Computing Hugging Face embeddings with the GPU
This guide is aimed at experienced users working with a self-hosted Meilisearch instance. It shows you how to compile a Meilisearch binary that generates Hugging Face embeddings with an Nvidia GPU.
Prerequisites
- A CUDA-compatible Linux distribution
- An Nvidia GPU with CUDA support
- A modern Rust compiler
Install CUDA
Follow Nvidia's CUDA installation instructions.
Verify your CUDA install
After you have installed CUDA in your machine, run the following command in your command-line terminal:
nvcc --version | head -1
If CUDA is working correctly, you will see the following response:
nvcc: NVIDIA (R) Cuda compiler driver
Compile Meilisearch
First, clone Meilisearch:
git clone https://github.com/meilisearch/meilisearch.git
Then, compile the Meilisearch binary with cuda
enabled:
cargo build --release --features cuda
This might take a few moments.
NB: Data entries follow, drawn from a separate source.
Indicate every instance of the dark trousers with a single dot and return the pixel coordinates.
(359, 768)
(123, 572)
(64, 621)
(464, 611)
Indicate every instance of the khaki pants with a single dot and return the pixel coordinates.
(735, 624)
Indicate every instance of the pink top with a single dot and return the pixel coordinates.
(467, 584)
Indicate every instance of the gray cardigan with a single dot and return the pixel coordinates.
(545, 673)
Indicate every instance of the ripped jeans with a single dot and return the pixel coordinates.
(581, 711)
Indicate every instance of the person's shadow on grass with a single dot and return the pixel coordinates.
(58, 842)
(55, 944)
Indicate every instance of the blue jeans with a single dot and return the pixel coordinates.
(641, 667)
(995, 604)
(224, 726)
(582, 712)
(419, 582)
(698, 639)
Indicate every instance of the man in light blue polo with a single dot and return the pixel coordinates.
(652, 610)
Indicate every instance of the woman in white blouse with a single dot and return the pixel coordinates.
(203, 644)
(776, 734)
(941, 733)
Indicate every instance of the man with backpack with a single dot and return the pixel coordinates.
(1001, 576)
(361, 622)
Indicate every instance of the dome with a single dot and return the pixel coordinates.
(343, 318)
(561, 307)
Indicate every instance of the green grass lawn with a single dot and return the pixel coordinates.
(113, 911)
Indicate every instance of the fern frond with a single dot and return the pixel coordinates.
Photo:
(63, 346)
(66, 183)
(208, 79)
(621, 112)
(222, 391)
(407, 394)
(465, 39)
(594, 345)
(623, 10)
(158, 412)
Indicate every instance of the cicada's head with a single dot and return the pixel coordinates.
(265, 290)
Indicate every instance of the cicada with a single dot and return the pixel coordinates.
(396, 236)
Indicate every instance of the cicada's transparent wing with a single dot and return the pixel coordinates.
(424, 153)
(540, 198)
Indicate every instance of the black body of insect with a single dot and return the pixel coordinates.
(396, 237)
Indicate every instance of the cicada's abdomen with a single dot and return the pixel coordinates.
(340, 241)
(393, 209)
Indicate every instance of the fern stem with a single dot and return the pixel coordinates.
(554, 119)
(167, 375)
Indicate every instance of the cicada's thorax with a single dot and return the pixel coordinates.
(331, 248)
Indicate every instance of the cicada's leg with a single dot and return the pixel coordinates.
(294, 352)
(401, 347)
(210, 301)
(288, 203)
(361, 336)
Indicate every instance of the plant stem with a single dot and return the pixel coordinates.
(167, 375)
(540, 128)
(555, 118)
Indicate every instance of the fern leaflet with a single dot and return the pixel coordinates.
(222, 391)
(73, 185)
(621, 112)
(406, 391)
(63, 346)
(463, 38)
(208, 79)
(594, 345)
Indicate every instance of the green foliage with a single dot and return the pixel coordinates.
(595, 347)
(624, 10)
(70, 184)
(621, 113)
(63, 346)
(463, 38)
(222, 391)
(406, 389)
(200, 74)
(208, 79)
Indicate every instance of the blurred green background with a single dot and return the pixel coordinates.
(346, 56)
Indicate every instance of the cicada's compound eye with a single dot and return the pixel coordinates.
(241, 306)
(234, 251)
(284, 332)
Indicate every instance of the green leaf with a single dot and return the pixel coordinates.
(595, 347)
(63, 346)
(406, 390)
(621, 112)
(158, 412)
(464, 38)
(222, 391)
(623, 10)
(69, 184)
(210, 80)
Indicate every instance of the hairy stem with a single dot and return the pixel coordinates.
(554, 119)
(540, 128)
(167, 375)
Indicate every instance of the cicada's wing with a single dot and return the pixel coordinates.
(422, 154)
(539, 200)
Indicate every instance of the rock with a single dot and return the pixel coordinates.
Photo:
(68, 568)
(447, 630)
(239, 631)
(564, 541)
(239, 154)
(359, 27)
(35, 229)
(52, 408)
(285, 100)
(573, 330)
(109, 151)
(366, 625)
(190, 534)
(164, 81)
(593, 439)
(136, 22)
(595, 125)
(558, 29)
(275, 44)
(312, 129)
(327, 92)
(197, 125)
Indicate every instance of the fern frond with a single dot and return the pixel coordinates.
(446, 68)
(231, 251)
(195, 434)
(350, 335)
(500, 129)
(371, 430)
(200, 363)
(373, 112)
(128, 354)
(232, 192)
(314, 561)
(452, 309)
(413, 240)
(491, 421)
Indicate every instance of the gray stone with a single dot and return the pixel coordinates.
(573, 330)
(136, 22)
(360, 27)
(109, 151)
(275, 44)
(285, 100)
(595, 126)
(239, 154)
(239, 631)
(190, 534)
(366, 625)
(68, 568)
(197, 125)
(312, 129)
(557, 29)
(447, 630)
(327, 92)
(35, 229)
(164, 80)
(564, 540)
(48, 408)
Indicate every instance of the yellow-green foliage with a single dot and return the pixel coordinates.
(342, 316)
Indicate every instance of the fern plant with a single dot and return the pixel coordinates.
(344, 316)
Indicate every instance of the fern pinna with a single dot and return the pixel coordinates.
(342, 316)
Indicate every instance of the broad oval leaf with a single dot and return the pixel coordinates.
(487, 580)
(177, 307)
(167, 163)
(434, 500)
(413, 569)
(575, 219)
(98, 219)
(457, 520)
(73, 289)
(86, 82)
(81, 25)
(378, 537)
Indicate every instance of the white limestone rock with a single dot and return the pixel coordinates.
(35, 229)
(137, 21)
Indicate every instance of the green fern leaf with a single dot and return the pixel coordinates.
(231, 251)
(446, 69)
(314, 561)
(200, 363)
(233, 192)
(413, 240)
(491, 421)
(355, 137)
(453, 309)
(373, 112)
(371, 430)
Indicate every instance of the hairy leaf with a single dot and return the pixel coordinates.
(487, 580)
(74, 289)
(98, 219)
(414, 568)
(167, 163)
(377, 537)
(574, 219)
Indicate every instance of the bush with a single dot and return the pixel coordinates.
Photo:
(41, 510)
Once the compiler is done, you should have a CUDA-compatible Meilisearch binary.
Enable vector search
Run your freshly compiled binary:
./meilisearch
Next, enable the vector store experimental feature:
curl \
-X PATCH 'http://localhost:7700/experimental-features/' \
-H 'Content-Type: application/json' \
--data-binary '{ "vectorStore": true }'
Then add the Hugging Face embedder to your index settings:
curl \
-X PATCH 'http://localhost:7700/indexes/INDEX_NAME/settings/embedders' \
-H 'Content-Type: application/json' \
--data-binary '{ "default": { "source": "huggingFace" } }'
Meilisearch will return a summarized task object and place your request on the task queue:
{
"taskUid": 1,
"indexUid": "INDEX_NAME",
"status": "enqueued",
"type": "settingsUpdate",
"enqueuedAt": "2024-03-04T15:05:43.383955Z"
}
Use the task object's taskUid
to monitor the task status. The Hugging Face embedder will be ready to use once the task is completed.
Conclusion
You have seen how to compile a Meilisearch binary that uses your Nvidia GPU to compute vector embeddings. Doing this should significantly speed up indexing when using Hugging Face.